Progettare per l’Io prevede una perfetta adesione alla costruzione di una nuova società basata finalmente sul quel principio etico capace di contenere e dare forza all’estetica, un tempo croce e delizia del mondo intellettuale, e dove non c’è più tempo per quello che non è necessità (ancora Anassimandro).

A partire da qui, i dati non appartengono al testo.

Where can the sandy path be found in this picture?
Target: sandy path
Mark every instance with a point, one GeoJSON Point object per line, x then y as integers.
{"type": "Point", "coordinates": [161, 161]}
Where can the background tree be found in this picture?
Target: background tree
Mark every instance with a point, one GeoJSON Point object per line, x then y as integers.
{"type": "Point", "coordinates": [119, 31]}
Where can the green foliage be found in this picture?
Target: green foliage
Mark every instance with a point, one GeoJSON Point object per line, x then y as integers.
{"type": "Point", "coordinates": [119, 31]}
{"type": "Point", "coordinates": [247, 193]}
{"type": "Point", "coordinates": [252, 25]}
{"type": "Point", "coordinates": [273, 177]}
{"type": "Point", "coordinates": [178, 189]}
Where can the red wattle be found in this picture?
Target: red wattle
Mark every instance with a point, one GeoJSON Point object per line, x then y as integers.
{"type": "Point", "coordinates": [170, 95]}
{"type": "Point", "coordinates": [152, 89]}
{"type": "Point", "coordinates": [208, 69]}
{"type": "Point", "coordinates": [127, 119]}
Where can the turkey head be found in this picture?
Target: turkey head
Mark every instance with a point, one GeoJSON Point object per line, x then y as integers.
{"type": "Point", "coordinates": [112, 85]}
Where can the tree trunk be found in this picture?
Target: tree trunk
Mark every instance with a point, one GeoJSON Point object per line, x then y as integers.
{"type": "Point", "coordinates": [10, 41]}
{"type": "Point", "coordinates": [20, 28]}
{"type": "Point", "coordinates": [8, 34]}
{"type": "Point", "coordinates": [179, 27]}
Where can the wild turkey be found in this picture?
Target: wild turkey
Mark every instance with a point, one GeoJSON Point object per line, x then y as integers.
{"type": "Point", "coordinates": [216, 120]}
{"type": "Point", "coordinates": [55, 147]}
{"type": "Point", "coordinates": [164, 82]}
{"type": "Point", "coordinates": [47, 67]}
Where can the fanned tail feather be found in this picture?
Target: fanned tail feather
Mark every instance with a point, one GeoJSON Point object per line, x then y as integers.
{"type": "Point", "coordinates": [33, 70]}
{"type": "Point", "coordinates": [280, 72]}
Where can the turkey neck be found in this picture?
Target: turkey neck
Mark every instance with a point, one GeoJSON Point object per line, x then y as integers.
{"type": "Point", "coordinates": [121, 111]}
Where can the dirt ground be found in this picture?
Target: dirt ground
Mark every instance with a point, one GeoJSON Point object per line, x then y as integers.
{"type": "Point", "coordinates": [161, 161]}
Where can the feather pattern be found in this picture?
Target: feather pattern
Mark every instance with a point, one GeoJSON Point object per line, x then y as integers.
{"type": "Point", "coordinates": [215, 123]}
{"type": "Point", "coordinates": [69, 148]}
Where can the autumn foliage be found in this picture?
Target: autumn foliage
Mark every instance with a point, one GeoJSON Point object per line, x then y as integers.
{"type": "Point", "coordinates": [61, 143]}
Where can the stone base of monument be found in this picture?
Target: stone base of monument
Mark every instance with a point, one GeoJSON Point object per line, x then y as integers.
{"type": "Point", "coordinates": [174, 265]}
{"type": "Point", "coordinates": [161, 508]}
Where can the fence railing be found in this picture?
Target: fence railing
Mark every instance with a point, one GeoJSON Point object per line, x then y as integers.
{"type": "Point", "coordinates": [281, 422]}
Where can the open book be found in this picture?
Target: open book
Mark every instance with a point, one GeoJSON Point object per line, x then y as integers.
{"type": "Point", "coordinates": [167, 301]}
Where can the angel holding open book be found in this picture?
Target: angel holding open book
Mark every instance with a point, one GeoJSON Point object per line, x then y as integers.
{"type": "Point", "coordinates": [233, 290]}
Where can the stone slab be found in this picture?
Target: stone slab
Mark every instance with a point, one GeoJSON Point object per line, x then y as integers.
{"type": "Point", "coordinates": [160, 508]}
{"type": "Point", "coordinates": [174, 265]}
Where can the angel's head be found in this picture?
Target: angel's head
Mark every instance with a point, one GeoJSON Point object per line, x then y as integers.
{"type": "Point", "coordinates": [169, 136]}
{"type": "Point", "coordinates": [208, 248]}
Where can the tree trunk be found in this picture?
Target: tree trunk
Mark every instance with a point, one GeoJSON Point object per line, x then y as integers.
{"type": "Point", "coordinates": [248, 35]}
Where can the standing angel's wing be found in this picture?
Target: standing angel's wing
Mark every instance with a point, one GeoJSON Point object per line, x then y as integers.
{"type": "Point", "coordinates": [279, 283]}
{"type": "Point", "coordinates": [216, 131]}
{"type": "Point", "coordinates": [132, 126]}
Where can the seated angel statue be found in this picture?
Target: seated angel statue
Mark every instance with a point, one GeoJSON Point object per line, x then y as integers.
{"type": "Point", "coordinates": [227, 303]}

Ma badate bene che questa è pura scienza del progetto, è quel salto logico epistemologico che ci porta all’essenza del disegnare lo spazio degli uomini, così diverso da tutte le altre “tane”, se non altro perché anche noi , posti in alto nella catena alimentare, avevamo bisogno della bellezza che ottenebra l’anima e scalda, quando lo trova, il cuore.

Bella dunque quell’architettura che si fa beffe di se stessa, e che capisce che deve raggiunge il luogo che l’ha generata, facendo di quel punto ogni momento di ricominciamento, una nuova nascita permanente dove corpo, luogo e spazio potranno finalmente trovare quel dialogo che da tempo aspettavano.

L’ipotesi che ci si prospetta ad un anno dall’inizio delle costrizioni, è scardinare i paradigmi per cercare altro e altrove, e per un momento dimenticare quanto avevamo pensato di imporre, sia come architetti che come pensatori, perché c’è un luogo fisico che non assomiglia a nessun altro ma che riconosceremo subito, dove il Corpo troverà pace e lo spazio diventerà l’ultima necessità.